Он хотел перевоплощаться в другие образы, в героических страдальцев, в бесстрашных властителей, в мучеников, терзаемых роковыми вопросами. Он не хотел быть всегда Ромео и только Ромео в тысяче видов, не хотел быть вечным юношей, он хотел побывать и Фаустом — мечтателем духа, и Мефистофелем — духом отрицания, и Эдипом — противоборцем неодолимому року, и Гамлетом — безвольным рабом своих мыслей.
Нет, такая пламенная душа не могла раз и навсегда замкнуться в тесном сосуде одного «амплуа» (как это говорится на театральном языке), она стремилась излиться во все формы творческого духа, воплощаться во все более высоких перевоплощениях. Каждый земной образ, в котором он угадывал простор для развития человеческого начала до тех пределов, где оно соприкасается с божественным, привлекал его; не громогласные герои, бряцающие железом воители, а герои страдания были ему всего ближе.

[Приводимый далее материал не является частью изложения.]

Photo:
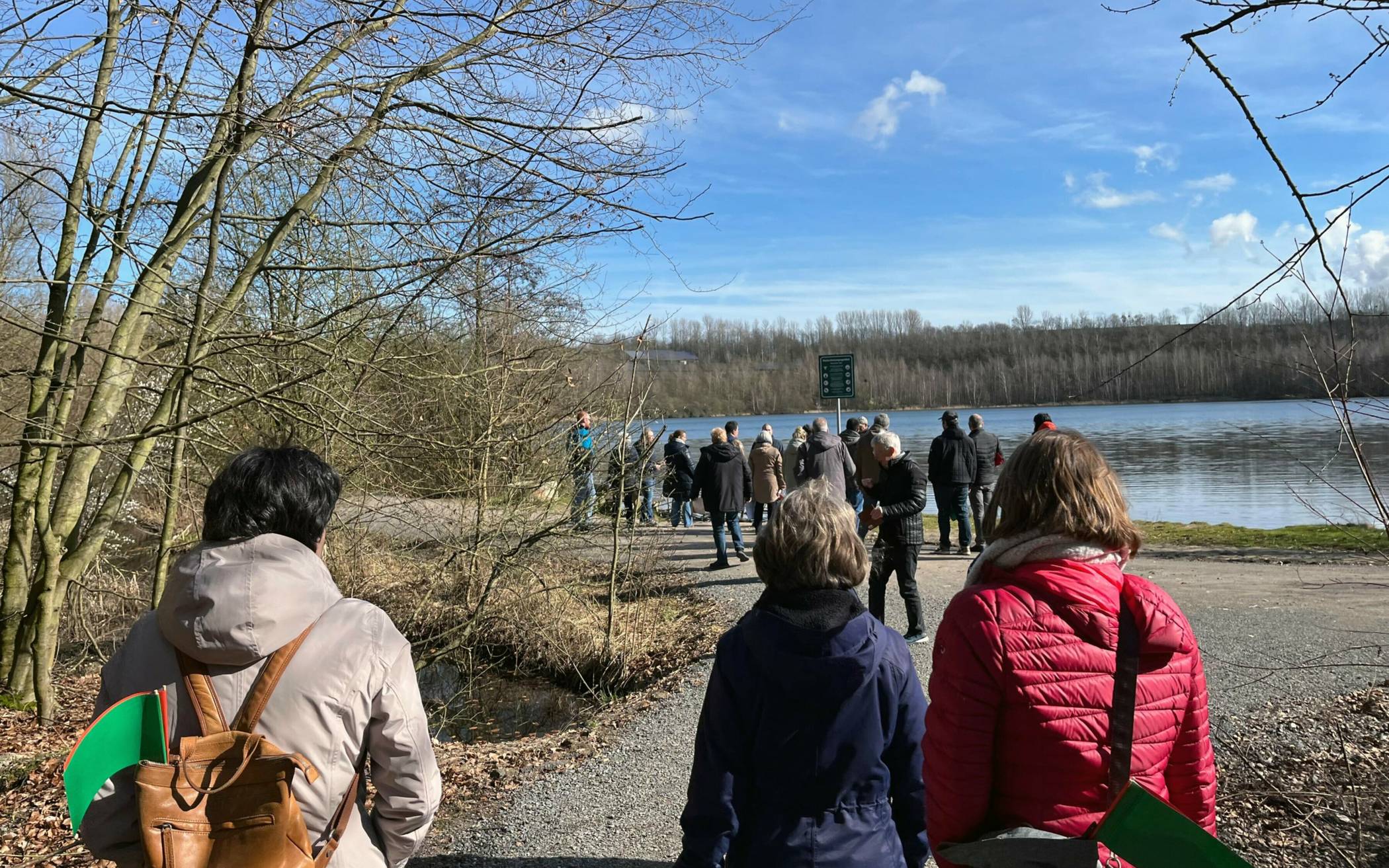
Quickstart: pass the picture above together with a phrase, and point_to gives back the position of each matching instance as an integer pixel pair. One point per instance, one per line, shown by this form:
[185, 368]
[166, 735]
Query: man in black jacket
[952, 467]
[902, 494]
[679, 479]
[726, 481]
[988, 457]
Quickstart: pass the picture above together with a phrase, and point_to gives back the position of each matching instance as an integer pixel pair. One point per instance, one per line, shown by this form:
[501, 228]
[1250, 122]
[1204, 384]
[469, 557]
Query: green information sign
[837, 375]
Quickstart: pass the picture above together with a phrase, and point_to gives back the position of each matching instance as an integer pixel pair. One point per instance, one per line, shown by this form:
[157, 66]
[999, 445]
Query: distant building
[663, 359]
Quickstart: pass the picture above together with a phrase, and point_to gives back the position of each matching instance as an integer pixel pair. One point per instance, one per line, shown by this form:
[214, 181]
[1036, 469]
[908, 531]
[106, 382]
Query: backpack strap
[339, 821]
[265, 685]
[199, 685]
[1126, 697]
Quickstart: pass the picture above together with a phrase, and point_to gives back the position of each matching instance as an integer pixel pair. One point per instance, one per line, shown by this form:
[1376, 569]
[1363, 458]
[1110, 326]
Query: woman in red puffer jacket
[1023, 672]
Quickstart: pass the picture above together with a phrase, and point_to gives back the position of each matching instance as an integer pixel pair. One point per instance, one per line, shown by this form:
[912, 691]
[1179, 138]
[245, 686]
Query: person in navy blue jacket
[809, 746]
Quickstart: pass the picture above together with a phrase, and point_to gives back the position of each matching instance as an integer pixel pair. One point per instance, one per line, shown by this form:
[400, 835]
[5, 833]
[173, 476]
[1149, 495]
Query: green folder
[1146, 832]
[130, 731]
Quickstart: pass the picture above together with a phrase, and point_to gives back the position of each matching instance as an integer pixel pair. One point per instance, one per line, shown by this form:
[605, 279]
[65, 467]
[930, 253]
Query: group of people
[817, 745]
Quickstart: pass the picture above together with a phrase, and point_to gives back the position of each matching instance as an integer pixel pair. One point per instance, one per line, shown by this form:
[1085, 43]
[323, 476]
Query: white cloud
[1213, 184]
[1160, 153]
[1234, 228]
[1170, 232]
[927, 85]
[878, 121]
[1099, 195]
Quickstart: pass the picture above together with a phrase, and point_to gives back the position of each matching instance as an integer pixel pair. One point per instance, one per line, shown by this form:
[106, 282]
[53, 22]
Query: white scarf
[1034, 546]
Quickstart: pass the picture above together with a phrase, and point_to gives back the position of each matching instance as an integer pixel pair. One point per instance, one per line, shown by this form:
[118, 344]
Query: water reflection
[1246, 463]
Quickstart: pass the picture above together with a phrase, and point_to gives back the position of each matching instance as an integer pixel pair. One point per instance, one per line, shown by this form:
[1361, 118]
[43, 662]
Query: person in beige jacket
[769, 481]
[349, 693]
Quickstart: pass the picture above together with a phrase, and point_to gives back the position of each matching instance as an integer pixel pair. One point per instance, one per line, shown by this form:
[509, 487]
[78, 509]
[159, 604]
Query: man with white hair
[824, 456]
[902, 494]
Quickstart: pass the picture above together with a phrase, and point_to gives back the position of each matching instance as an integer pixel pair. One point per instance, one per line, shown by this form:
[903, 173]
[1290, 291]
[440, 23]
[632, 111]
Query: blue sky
[966, 157]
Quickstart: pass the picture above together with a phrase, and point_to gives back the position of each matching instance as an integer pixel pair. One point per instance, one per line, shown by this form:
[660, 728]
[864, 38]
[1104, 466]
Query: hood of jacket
[823, 442]
[818, 646]
[1087, 596]
[233, 603]
[723, 452]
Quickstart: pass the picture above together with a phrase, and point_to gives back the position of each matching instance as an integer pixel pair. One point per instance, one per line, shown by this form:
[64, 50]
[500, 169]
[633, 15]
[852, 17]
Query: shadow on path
[539, 861]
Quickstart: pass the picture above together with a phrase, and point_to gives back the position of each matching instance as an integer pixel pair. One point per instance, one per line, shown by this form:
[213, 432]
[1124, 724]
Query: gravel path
[621, 810]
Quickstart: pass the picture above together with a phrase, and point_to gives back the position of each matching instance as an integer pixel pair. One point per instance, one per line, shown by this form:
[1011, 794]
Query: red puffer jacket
[1021, 685]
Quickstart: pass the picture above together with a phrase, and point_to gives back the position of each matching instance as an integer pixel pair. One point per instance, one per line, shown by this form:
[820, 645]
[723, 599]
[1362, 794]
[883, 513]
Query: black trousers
[886, 560]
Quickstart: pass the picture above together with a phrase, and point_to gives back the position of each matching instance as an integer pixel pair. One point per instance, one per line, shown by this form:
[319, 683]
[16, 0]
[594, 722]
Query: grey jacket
[825, 456]
[349, 692]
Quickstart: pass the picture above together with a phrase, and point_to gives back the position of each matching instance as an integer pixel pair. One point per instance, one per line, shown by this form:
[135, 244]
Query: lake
[1246, 463]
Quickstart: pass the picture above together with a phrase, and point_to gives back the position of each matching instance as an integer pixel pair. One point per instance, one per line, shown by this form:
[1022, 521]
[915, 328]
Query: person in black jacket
[626, 478]
[679, 479]
[952, 467]
[988, 459]
[902, 494]
[724, 478]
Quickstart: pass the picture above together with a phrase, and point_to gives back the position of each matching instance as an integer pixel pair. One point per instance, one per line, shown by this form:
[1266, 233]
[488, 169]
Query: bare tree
[255, 198]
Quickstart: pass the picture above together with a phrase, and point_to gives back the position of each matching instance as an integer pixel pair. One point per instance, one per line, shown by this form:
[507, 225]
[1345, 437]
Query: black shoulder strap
[1126, 697]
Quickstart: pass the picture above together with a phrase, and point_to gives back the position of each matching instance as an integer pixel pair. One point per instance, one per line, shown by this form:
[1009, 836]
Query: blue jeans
[649, 502]
[953, 502]
[866, 502]
[730, 521]
[581, 512]
[683, 512]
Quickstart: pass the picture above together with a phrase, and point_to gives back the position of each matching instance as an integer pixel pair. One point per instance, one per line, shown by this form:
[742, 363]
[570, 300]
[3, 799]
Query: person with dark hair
[731, 430]
[988, 456]
[724, 478]
[679, 479]
[952, 465]
[1024, 720]
[257, 585]
[809, 745]
[581, 469]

Им да и всем нам не забыть, как он играл Федю в «Живом трупе», любимую свою роль, человека погибшего, раздавленного собственной виной и в то же время очищенного ею; ничто так не манило его, как возможность показать, что самое сокровенное, самое чистое в человеке не подвластно разрушению и что молот судьбы не уничтожает подлинного человека, а всего лишь освобождает его от житейской окалины, делает чище и свободнее. Все больше и больше привлекали его глубины человеческого характера; души смятенные, мятежные, грешные были ему всего дороже, и не было у него желания заветнее, чем показать, как снова и снова восстает человек из обломков своей разбитой жизни.
Эта любовь к душам глубоким и мятущимся родилась у Моисеи потому, что он обладал столь же глубокой натурой. Его соблазняла проблема сама по себе, и кому посчастливилось близко знать его, тот помнит, что любимейшим занятием Моисеи были философские рассуждения и горячие споры.

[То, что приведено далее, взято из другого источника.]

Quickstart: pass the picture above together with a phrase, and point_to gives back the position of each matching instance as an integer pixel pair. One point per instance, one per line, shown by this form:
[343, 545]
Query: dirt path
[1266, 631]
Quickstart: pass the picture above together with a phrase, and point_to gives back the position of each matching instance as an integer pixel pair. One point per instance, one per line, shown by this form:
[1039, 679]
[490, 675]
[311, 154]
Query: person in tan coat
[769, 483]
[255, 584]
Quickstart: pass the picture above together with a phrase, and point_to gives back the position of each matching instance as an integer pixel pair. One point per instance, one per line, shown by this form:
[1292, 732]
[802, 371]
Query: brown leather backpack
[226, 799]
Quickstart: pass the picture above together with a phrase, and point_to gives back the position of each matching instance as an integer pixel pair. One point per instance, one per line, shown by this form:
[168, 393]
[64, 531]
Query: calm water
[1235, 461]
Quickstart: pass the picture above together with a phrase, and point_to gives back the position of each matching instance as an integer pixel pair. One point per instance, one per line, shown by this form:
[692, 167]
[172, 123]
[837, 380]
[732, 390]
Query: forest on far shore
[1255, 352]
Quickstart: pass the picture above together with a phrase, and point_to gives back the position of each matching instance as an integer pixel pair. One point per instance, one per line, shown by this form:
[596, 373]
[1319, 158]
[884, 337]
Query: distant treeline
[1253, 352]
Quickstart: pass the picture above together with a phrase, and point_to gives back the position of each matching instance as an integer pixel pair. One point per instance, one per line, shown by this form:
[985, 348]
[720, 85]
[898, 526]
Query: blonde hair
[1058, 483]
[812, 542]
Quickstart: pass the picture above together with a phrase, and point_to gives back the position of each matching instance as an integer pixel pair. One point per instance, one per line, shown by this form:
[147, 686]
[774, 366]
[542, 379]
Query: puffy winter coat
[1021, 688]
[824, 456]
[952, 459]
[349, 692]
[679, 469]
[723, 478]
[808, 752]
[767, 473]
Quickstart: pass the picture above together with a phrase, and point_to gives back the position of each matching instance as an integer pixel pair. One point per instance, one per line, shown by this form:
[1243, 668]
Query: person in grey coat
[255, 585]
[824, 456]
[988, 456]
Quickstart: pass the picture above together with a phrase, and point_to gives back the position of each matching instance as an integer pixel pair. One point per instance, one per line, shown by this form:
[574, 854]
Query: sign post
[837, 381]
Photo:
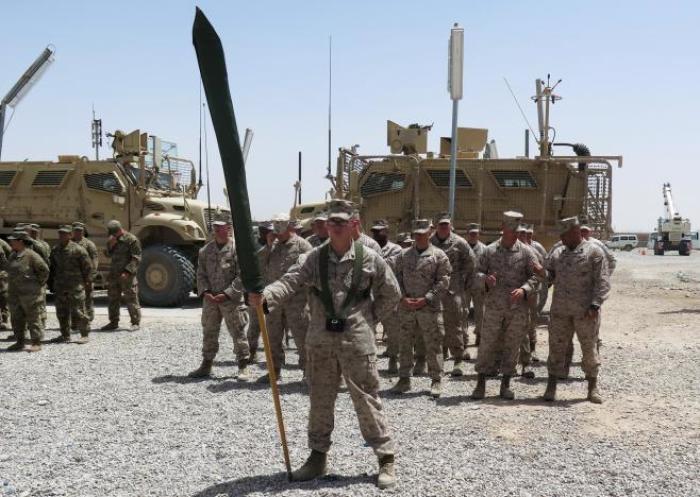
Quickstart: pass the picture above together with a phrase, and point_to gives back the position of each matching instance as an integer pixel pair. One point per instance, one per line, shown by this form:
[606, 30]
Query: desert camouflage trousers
[416, 325]
[501, 336]
[123, 291]
[4, 308]
[529, 342]
[392, 334]
[476, 298]
[294, 316]
[455, 323]
[70, 308]
[236, 319]
[26, 314]
[562, 328]
[325, 365]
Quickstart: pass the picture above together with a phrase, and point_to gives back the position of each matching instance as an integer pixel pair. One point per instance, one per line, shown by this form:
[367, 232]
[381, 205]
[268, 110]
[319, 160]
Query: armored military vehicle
[412, 182]
[152, 193]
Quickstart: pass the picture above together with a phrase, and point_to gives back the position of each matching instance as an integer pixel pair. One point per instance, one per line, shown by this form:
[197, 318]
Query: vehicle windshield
[173, 175]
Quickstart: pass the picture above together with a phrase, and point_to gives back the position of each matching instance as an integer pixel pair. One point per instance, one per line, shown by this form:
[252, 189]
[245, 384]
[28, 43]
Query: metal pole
[527, 143]
[453, 158]
[2, 124]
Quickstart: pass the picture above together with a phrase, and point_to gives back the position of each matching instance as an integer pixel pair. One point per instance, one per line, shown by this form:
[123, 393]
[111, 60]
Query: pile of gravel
[119, 417]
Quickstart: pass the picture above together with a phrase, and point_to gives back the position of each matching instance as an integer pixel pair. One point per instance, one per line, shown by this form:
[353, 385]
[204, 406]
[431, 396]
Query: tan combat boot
[593, 394]
[402, 386]
[314, 467]
[480, 389]
[420, 367]
[506, 393]
[458, 368]
[16, 347]
[393, 366]
[387, 472]
[551, 393]
[435, 389]
[203, 370]
[243, 371]
[266, 378]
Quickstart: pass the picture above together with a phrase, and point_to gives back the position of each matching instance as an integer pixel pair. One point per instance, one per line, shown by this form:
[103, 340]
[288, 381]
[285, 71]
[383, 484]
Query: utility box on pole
[454, 86]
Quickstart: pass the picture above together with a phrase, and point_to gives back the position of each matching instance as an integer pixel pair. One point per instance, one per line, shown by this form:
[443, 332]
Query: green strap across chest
[326, 296]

Где вы, долгие ночи, когда мы сиживали с ним, задушевнейшим другом, и он воспламенялся, решая вопросы философии или морали! Как чудесно лилась его речь, как изящно, непринужденно, как искусно скрещивал он с противником рапиру сверкающих аргументов, как пламенно, страстно и самозабвенно отдавался этой игре! Ибо духовное и человечное составляли глубочайшую радость этого лицедея.
Он не способен был благодушно и тщеславно пожинать плоды своей славы, он жил, не глядясь в зеркало, он не стремился блистать в обществе, и салоны — эти приюты болтливого любопытства — не видывали его в своих стенах. Его притягивал лишь круг писателей, музыкантов, товарищей по ремеслу, его заветнейшие мечты были отданы творчеству — он мечтал творить самолично, а не только воспроизводить, не только надевать маску, но и создавать образы. Его драма о Наполеоне и представляет собой такую попытку, и кто другой, скажите мне, кто из актеров нашего времени сумел так близко подойти к тайне творчества, как он в своей драме?